Ticket Market has Different Pricing
While the endurance market typically has all inclusive credit card processing pricing, the ticket market typically has a per ticket fee plus standard credit card rates (a lot of BYO Stripe). As an example, TicketSpice shows:

In the ticket market, because it is simpler and more self-serve oriented, most vendors have public pricing on their websites. Many event directors make decisions on publicly available pricing.
Payment Processing Efficiency Advantage
We have developed a very advanced and efficient platform for processing credit cards. This means we have lower costs than the standard $0.30 + 2.9% and can earn margin based on our volume and efficiency.
Potential Changes
We are likely to introduce new pricing in mid-March for tickets only, as we finalize our evaluation and plans.
This would include these two changes:
- Base credit card processing fee of $0.30 + 2.9%
- Plus our Fee. It will likely be per ticket.
Implications
This will bring a number of changes. There are a couple that will stand out.
- Existing ticket customers will see a drop in pricing as soon as we roll out the software change.

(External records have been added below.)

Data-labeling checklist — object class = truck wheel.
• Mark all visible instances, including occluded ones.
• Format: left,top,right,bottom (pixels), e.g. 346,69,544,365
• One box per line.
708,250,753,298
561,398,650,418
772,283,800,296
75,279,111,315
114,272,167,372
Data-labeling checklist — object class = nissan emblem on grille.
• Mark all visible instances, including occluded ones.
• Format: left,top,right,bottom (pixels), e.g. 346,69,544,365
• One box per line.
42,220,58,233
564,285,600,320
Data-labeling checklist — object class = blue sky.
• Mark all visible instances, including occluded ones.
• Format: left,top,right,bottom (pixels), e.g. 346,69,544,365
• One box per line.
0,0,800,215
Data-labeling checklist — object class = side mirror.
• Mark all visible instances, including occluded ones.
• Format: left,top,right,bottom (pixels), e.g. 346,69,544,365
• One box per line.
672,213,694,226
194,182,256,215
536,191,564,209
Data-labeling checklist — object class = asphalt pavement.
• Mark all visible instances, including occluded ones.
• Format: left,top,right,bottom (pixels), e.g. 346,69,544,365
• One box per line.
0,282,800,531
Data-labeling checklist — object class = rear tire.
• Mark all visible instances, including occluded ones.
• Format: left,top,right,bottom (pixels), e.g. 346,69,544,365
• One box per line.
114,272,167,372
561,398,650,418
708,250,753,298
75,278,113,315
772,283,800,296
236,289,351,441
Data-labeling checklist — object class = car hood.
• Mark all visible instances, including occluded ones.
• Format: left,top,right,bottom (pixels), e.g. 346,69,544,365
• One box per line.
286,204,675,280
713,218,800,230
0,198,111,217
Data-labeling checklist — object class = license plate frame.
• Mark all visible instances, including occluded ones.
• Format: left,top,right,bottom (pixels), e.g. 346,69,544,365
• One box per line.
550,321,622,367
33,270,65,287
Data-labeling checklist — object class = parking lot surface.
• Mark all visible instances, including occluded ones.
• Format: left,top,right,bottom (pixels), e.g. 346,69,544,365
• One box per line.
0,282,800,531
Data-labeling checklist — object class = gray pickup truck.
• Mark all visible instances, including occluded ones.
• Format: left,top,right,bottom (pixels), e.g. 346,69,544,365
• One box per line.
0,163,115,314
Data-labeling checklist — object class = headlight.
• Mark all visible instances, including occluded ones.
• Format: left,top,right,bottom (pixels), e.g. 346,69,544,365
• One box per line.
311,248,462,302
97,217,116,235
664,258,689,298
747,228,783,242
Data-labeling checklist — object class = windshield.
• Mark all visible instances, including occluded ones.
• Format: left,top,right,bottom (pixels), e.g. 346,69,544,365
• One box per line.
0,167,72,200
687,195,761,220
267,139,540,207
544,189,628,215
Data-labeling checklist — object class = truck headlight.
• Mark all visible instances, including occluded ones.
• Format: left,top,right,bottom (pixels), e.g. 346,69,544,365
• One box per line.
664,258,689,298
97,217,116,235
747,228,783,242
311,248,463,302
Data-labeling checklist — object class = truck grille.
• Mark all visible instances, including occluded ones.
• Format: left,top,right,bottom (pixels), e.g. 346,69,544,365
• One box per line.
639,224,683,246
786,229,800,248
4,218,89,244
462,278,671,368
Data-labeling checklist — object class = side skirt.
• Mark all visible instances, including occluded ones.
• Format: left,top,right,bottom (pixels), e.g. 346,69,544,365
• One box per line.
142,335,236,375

- Pricing for registration will remain the same as our registration pricing is already a good value for the more comprehensive technology and services we deliver, especially in comparison to other registration platforms.
- Partners will need to set up new Ticket pricing if they want to make any extra margin above our new standard pricing (there is no 20% revenue share for high volume customers).
Summary
As a company, we are excited to be gaining traction in a new market. It allows us to grow and continue to invest in our platform to provide the next technology for all of our event customers.